Given the challenges of population growth and climate change, there is an urgent need to expedite the development of high-yielding stress-tolerant crop cultivars. While traditional breeding methods have been instrumental in ensuring global food security, their efficiency, precision, and labour intensiveness have become increasingly inadequate to address present and future challenges. Fortunately, recent advances in high-throughput phenomics and genomics-assisted breeding (GAB) provide a promising platform for enhancing crop cultivars with greater efficiency. However, several obstacles must be overcome to optimize the use of these techniques in crop improvement, such as the complexity of phenotypic analysis of big image data. In addition, the prevalent use of linear models in genome-wide association studies (GWAS) and genomic selection (GS) fails to capture the nonlinear interactions of complex traits, limiting their applicability for GAB and impeding crop improvement.
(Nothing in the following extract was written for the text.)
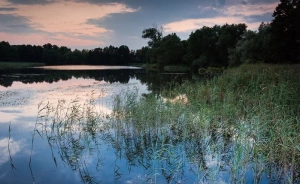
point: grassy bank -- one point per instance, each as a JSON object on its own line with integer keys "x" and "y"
{"x": 6, "y": 65}
{"x": 240, "y": 127}
{"x": 246, "y": 119}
Recent advances in artificial intelligence (AI) techniques have opened doors to nonlinear modelling approaches in crop breeding, enabling the capture of nonlinear and epistatic interactions in GWAS and GS and thus making this variation available for GAB. While statistical and software challenges persist in AI-based models, they are expected to be resolved soon. Furthermore, recent advances in speed breeding have significantly reduced the time (3-5-fold) required for conventional breeding. Thus, integrating speed breeding with AI and GAB could improve crop cultivar development within a considerably shorter timeframe while ensuring greater accuracy and efficiency. In conclusion, this integrated approach could revolutionize crop breeding paradigms and safeguard food production in the face of population growth and climate change.
鉴于人口增长和气候变化的挑战,迫切需要加快培育高产耐逆作物品种。虽然传统的育种方法在确保全球粮食安全方面发挥了重要作用,但它们的效率、精度和劳动密集度已经越来越不足以应对当前和未来的挑战。幸运的是,高通量表型组学和基于基因组的辅助育种(GAB)的最新进展为提高作物品种的效率提供了一个有前途的平台。然而,要优化这些技术在作物改良中的应用,还必须克服几个障碍,例如大图像数据的表型分析的复杂性。此外,线性模型在全基因组关联研究(GWAS)和基因组选择(GS)中的普遍应用未能捕捉到复杂性状的非线性相互作用,限制了它们在 GAB 和作物改良中的应用。人工智能(AI)技术的最新进展为作物育种中的非线性建模方法打开了大门,使 GWAS 和 GS 中的非线性和上位性相互作用得以捕获,从而为 GAB 提供了这种变异性。虽然基于 AI 的模型仍然存在统计和软件方面的挑战,但预计这些挑战很快就会得到解决。此外,快速育种的最新进展显著缩短了传统育种所需的时间(3-5 倍)。因此,将速度育种与 AI 和 GAB 相结合,可以在更短的时间内提高作物品种的开发速度,同时确保更高的准确性和效率。总之,这种综合方法可能会彻底改变作物育种的模式,并在面对人口增长和气候变化时保障粮食生产。